If it's something that can be run in the background and isn't forced to be synchronous, try wrapping the code (that calls the async method) in a Task.Run(). I'm not sure that'll solve a "deadlock" problem (if it's something out of sync, that's another issue), but if you want to benefit from async/await, if you don't have async all the way down, I'm not sure there's a benefit unless you run it in a background thread. I had a case where adding Task.Run() in a few places (in my case, from an MVC controller which I changed to be async) and calling async methods not only improved performance slightly, but it improved reliability (not sure that it was a "deadlock" but seemed like something similar) under heavier load.
You will find that using Task.Run() is regarded by some as a bad way to do it, but I really couldn't see a better way to do it in my situation, and it really did seem to be an improvement. Perhaps this is one of those things where there's the ideal way to do it vs. the way to make it work in the imperfect situation that you're in. :-)
[Updated due to requests for code]
So, as someone else posted, you should do "async all the way down". In my case, my data wasn't async, but my UI was. So, I went async down as far as I could, then I wrapped my data calls with Task.Run in such as way that it made sense. That's the trick, I think, to figure out if it makes sense that things can run in parallel, otherwise, you're just being synchronous (if you use async and immediately resolve it, forcing it to wait for the answer). I had a number of reads that I could perform in parallel.
In the above example, I think you have to async up as far as makes sense, and then at some point, determine where you can spin off a t hread and perform the operation independent of the other code.
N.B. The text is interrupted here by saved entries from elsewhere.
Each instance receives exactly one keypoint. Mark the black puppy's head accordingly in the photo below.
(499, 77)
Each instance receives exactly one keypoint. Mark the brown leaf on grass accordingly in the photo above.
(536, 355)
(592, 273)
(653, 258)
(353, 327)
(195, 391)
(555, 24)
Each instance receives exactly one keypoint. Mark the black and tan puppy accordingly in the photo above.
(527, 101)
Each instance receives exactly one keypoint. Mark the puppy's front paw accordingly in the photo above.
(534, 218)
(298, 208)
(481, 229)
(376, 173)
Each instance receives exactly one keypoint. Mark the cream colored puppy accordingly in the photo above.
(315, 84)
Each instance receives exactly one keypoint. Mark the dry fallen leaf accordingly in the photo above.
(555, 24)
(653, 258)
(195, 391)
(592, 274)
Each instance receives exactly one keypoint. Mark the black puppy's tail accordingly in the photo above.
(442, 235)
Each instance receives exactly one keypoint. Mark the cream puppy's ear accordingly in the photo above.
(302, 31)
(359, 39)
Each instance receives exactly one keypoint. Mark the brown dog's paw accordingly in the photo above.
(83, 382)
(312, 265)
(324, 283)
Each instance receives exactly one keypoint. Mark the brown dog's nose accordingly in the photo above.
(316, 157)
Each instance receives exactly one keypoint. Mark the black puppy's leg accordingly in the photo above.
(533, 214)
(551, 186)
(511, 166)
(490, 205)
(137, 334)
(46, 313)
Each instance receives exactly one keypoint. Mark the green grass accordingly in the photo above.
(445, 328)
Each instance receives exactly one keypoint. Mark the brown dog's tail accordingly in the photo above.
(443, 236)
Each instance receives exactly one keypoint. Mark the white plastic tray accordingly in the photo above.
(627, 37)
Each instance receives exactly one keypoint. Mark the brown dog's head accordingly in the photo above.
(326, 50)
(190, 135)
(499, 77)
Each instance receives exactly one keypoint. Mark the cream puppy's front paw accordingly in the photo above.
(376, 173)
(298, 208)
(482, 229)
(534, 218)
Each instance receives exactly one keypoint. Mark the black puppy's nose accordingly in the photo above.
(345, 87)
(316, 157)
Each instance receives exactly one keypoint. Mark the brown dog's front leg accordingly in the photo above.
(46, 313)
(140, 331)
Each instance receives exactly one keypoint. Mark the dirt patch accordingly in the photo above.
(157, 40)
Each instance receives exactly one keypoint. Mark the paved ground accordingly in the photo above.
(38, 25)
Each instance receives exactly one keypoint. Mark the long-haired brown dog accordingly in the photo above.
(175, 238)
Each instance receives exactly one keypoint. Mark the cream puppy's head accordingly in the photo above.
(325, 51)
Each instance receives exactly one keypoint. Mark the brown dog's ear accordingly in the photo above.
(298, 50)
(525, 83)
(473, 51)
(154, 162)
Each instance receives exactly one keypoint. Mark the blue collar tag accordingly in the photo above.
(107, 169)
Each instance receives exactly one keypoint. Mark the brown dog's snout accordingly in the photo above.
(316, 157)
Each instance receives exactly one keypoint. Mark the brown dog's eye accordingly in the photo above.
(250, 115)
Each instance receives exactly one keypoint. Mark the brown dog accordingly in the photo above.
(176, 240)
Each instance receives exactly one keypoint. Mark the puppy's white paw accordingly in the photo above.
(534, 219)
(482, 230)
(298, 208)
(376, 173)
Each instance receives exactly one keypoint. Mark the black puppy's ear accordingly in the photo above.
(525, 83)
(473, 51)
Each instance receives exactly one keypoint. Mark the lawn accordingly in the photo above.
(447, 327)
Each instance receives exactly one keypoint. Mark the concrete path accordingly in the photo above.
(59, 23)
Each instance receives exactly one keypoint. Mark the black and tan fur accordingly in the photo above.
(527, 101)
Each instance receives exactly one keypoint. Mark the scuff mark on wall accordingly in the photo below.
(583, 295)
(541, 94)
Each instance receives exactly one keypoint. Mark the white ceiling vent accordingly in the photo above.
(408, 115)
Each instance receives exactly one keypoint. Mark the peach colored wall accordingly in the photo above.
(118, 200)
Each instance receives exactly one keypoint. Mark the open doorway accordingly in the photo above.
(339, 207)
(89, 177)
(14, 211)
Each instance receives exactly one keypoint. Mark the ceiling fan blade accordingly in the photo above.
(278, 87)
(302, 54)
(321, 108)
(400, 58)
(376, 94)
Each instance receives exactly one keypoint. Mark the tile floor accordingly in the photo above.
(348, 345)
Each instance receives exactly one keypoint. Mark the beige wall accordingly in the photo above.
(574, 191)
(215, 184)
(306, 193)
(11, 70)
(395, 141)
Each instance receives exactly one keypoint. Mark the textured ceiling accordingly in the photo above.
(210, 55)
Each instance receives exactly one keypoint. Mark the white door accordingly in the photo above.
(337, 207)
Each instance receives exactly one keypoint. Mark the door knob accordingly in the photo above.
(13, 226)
Let's say you have an operation that saves data, but you don't really need to wait for a response -- you're saving it and you're done. The only thing you might have to watch out for is not to close the program without waiting for that thread/task to finish. Where it makes sense in your code is up to you.
Syntax is pretty easy. I took existing code, changed the controller to an async returning a Task of my class that was formerly being returned.
var myTask = Task.Run(() =>
{
//...some code that can run independently.... In my case, loading data
});
// ...other code that can run at the same time as the above....
await Task.WhenAll(myTask, otherTask);
//..or...
await myTask;
//At this point, the result is available from the task
myDataValue = myTask.Result;
See MSDN for probably better examples:
https://msdn.microsoft.com/en-us/library/hh195051(v=vs.110).aspx
[Update 2, more relevant for the original question]
Let's say that your data read is an async method.
private async Task<MyClass> Read()
You can call it, save the task, and await on it when ready:
var runTask = Read();
//... do other code that can run in parallel
await runTask;
So, for this purpose, calling async code, which is what the original poster is requesting, I don't think you need Task.Run(), although I don't think you can use "await" unless you're an async method -- you'll need an alternate syntax for Wait.
The trick is that without having some code to run in parallel, there's little point in it, so thinking about multi-threading is still the point.